Gambiaj.com – (BANJUL, The Gambia) – The Gambia’s 2026 national budget is set to be heavily constrained by debt repayment, raising concerns about the government’s ability to fund vital services. According to the Consolidated Report of the Finance and Public Accounts Committee (FPAC) presented by Hon. Alhagie S. Darboe, Minority Leader and FPAC Chair, during the fourth extraordinary session of the National Assembly, D13.46 billion has been allocated to servicing the country’s debt, accounting for 30.95 percent of domestic revenue and 22.67 percent of the total budget, including loans and grants.

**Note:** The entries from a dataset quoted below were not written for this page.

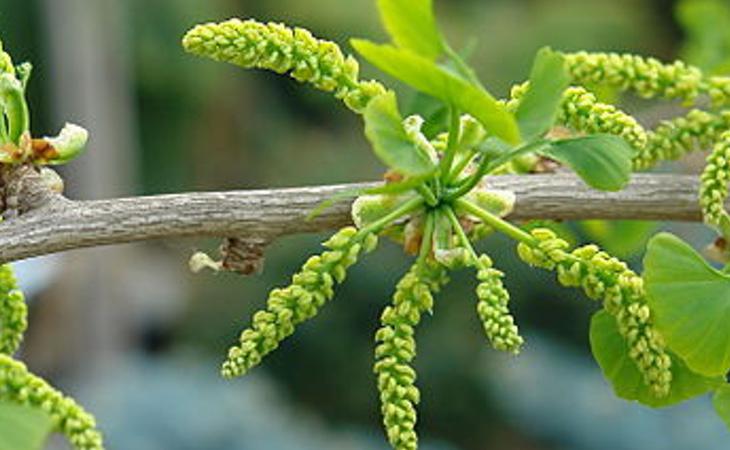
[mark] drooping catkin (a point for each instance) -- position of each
(493, 309)
(714, 185)
(287, 307)
(603, 277)
(19, 386)
(396, 349)
(13, 312)
(276, 47)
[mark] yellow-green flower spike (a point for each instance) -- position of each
(718, 88)
(714, 186)
(493, 309)
(273, 46)
(602, 276)
(396, 349)
(20, 386)
(648, 77)
(582, 111)
(673, 139)
(310, 289)
(13, 312)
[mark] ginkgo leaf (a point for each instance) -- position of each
(424, 75)
(603, 161)
(23, 427)
(384, 129)
(691, 303)
(538, 109)
(612, 354)
(721, 403)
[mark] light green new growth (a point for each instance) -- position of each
(310, 289)
(604, 277)
(673, 139)
(273, 46)
(493, 310)
(20, 386)
(13, 312)
(714, 186)
(396, 349)
(6, 62)
(648, 77)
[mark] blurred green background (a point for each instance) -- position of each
(138, 339)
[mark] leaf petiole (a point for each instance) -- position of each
(497, 223)
(451, 146)
(404, 209)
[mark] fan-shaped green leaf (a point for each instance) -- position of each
(691, 303)
(22, 427)
(384, 130)
(424, 75)
(612, 354)
(539, 107)
(412, 25)
(603, 161)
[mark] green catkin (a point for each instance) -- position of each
(287, 307)
(13, 312)
(714, 186)
(493, 310)
(396, 349)
(673, 139)
(648, 77)
(19, 386)
(604, 277)
(273, 46)
(581, 110)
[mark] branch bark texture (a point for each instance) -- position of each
(62, 224)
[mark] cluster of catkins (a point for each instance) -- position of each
(603, 277)
(321, 63)
(276, 47)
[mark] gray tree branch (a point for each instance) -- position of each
(62, 224)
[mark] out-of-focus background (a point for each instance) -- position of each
(138, 339)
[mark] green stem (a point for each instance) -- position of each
(486, 166)
(462, 235)
(426, 240)
(461, 165)
(427, 194)
(467, 185)
(404, 209)
(497, 223)
(451, 146)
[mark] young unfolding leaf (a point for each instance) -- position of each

Nearly one-third of every dalasi generated locally will go toward repaying debt, leaving little room for ministries struggling to fund health, education, security, and social services. The Gambia Armed Forces flagged insufficient funds for allowances and uniforms, while Immigration warned of challenges maintaining border systems. The Fire and Rescue Service reported only two operational hydrants in Kombo.
The country’s growing reliance on external funding adds to fiscal strain, with 36 percent of 2026 revenue projected to come from grants. Meanwhile, non-tax revenue is expected to fall sharply, limiting government flexibility without increasing borrowing.
FPAC warned that the rising debt is “crowding out” development spending. Despite projected economic growth, heavy debt obligations threaten investments in schools, social protection, infrastructure, and agriculture. The Committee called for closer coordination between the Legislature and Executive to stabilise public finances and avoid a cycle of borrowing to pay existing debts.
With a projected deficit of D2.07 billion to be financed entirely through domestic and external loans, lawmakers caution that unless debt is brought under control, public institutions will remain underfunded, essential services will decline, and key national priorities will suffer.